Aultmore Distilery, known locally as “a nip of the buckie road”, was founded in 1896 by Alexander Edward. It is located in the Speyside region of Scotland and today it is owned by Dewar’s.
Uneasy Beginnings for Aultmore Distillery
Edward already had experience with distilling, having owned the Benrinnes Distillery and later buying Oban in 1898 as well. Aultmore Distillery was his next adventure.
It would seem times were good for Edward and his burgeoning Whisky empire. However, in December of 1898, his empire would crumble, along with many other Whisky enterprises.
Due to the Pattison Crash Aultmore was forced to close. Leading up to this moment in history there had been a growing demand for Whisky.
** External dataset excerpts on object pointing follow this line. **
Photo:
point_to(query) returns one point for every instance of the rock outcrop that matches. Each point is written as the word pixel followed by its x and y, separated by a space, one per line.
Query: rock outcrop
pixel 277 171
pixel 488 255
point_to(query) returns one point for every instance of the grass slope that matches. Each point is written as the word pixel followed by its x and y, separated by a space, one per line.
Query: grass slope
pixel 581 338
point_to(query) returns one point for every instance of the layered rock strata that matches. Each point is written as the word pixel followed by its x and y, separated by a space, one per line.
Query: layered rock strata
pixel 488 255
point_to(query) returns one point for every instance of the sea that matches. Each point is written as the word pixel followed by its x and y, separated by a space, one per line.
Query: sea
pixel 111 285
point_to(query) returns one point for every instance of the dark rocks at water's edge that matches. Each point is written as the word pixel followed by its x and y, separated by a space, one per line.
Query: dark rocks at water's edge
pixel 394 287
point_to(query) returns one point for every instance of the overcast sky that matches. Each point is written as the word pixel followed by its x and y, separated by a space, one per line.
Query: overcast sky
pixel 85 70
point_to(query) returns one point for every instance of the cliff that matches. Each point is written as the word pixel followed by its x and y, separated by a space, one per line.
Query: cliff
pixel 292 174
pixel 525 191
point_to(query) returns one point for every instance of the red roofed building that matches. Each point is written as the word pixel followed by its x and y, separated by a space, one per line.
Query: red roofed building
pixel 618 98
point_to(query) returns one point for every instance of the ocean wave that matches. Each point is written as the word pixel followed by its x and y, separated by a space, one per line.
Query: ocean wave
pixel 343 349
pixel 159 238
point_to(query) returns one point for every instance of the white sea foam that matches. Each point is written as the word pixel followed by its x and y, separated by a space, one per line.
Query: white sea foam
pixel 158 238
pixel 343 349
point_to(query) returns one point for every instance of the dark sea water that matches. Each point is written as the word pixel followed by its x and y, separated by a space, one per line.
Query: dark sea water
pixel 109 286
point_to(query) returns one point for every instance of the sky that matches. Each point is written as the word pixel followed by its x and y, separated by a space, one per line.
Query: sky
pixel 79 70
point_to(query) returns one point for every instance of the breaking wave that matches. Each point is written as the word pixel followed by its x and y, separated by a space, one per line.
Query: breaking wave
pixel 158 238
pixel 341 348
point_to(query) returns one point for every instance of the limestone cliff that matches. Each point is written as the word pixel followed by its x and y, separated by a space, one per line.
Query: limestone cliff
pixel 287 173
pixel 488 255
With the crash, however, demand reduced and it became a difficult economy for many distilleries.
Aultmore was one such distillery and shut its doors until 1903. Its reopened but was once again forced into closure a mere decade later, when the First World War resulted in barley shortages.
This meant that Whisky production was more or less halted completely and Aultmore once again had to shut its doors.
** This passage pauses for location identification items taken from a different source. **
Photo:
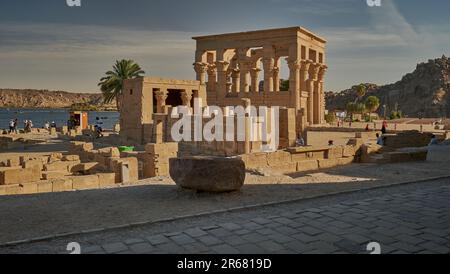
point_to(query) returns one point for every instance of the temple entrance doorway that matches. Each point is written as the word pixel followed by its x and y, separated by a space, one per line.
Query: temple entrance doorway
pixel 174 98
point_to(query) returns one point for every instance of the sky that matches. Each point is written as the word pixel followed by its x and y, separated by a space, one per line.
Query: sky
pixel 46 44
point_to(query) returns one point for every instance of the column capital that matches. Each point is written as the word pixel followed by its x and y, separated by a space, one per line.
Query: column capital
pixel 305 64
pixel 323 69
pixel 268 63
pixel 186 97
pixel 222 66
pixel 293 64
pixel 212 69
pixel 200 67
pixel 161 94
pixel 314 71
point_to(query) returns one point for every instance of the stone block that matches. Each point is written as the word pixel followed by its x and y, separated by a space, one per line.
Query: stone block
pixel 348 151
pixel 162 149
pixel 37 164
pixel 283 169
pixel 85 182
pixel 71 158
pixel 10 189
pixel 63 184
pixel 126 169
pixel 109 152
pixel 55 157
pixel 254 160
pixel 208 173
pixel 334 152
pixel 327 163
pixel 307 165
pixel 278 158
pixel 297 157
pixel 49 175
pixel 102 160
pixel 18 175
pixel 13 162
pixel 345 161
pixel 45 187
pixel 87 168
pixel 106 179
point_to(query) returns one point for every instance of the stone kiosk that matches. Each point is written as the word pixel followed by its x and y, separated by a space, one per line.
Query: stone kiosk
pixel 232 65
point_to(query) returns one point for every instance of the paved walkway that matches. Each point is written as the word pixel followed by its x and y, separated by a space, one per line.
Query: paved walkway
pixel 402 219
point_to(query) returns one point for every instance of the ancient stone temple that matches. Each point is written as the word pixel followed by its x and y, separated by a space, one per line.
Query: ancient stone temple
pixel 231 66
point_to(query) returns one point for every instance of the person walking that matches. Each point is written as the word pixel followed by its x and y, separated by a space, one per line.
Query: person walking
pixel 11 126
pixel 16 123
pixel 384 128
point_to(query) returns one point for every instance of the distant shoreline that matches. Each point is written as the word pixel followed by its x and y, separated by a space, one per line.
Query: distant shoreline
pixel 59 108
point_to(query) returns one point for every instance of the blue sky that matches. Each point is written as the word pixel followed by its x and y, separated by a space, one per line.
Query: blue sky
pixel 46 44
It was not the only distillery to do this and many did not reopen after the war, but Aultmore was one of the lucky ones that did.
New Owners and an Eco-Friendly Outlook at the Aultmore Distillery
In 1923 the distillery was sold to John Dewar & Sons but it only remained with the company for two years. After this it was sold again to Distillers Company Ltd., who later became Diageo.
Whilst under Diageo’s guidance the distillery became one of only two that decided to turn the waste products from the distillation process, including pot ale and draff, into cattle feed.
Times looked good for Aultmore Distillery and they survived and few more ups and downs within the industry over the next few decades.
It was eventually sold once more to Bacardi, who bought several other distilleries that had historically belonged to Dewar’s. Rumour has it that Aultmore produces such fine malt for blending that the company would not accept any deal that didn’t include the distillery.
Today it is thriving and has recently been included as part of Dewar’s Malts Within collection.